The US Federal Reserve is likely to deliver a series of interest rate cuts next year, as financial conditions have eased, according to Goldman Sachs.

In its latest briefing, the investment banking firm said its economists now forecast the Federal Open Market Committee (FOMC) will impose three consecutive 25-basis-point reductions in March, May and June.

These are to be followed by quarterly cuts until the benchmark overnight borrowing rates reach a targeted range between 3.25% and 3.5%, which is 25 basis points lower than previously forecast.
Easing inflation

At the conclusion of its meeting on Wednesday, the FOMC decided to keep the federal funds rate steady at 5.25 to 5.5% amid easing inflation rate.

“Financial conditions eased further after the policy decision,” Goldman Sachs’ briefing noted.
“The large easing trend since October will prove durable now that the lower inflation path makes substantial rate cuts more likely next year.”

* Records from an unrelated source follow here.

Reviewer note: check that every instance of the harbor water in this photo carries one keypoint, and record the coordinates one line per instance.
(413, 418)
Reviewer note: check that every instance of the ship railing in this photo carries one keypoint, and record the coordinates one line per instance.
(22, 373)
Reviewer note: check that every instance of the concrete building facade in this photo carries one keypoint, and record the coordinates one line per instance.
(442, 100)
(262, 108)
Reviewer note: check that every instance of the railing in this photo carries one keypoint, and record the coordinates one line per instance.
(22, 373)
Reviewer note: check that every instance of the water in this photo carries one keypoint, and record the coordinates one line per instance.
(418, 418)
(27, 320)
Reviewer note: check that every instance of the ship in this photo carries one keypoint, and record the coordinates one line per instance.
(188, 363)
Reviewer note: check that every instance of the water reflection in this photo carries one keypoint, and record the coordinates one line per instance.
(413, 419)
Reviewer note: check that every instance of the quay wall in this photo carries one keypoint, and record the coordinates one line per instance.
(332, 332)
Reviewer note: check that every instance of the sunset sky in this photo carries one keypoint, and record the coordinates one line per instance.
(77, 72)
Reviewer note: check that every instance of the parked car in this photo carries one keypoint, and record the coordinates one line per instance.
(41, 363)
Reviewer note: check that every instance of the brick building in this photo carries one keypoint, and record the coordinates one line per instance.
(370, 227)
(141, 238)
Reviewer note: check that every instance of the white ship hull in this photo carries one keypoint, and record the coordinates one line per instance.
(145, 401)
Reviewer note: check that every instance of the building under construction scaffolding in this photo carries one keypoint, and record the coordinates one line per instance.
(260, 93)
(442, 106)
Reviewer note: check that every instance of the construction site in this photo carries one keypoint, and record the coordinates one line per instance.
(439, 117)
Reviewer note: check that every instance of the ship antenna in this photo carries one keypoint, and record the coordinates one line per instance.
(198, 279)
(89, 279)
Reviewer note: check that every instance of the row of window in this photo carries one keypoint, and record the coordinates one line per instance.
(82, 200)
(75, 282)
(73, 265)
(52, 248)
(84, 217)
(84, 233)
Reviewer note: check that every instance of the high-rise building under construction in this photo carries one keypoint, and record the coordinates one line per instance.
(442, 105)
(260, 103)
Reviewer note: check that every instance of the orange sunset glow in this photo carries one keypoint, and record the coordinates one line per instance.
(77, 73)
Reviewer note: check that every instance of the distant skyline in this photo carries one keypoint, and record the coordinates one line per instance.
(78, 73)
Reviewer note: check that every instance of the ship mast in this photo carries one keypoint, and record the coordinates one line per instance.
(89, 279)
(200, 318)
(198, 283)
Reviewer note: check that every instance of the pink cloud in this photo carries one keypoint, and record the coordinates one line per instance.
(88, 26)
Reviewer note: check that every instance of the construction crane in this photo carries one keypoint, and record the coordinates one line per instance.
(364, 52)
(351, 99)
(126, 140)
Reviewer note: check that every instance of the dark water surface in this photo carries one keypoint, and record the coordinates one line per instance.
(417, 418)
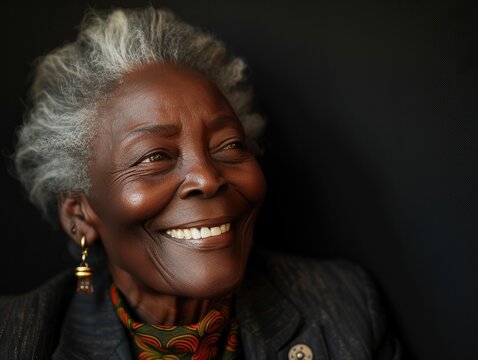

With the inflation easing, Goldman Sachs economists also bumped up their estimate for the Q4 2024 US GDP growth by 0.2 percentage points to 2%, up from 1.8%. That’s above the FOMC’s 1.4% forecast.

In a statement issued on Wednesday, the FOMC said that inflation has eased over the past year, although it remains elevated.

Inflation further eased to 3.1% in November, compared with 8% when the FOMC started increasing the rates in 2022.

While there are positive indicators, the Fed noted that it remains “highly attentive to inflation risks.”
“Job gains have moderated since earlier in the year but remain strong, and the unemployment rate has remained low,” the FOMC said.

“The US banking system is sound and resilient. Tighter financial and credit conditions for households and businesses are likely to weigh on economic activity, hiring and inflation. The extent of these effects remains uncertain.”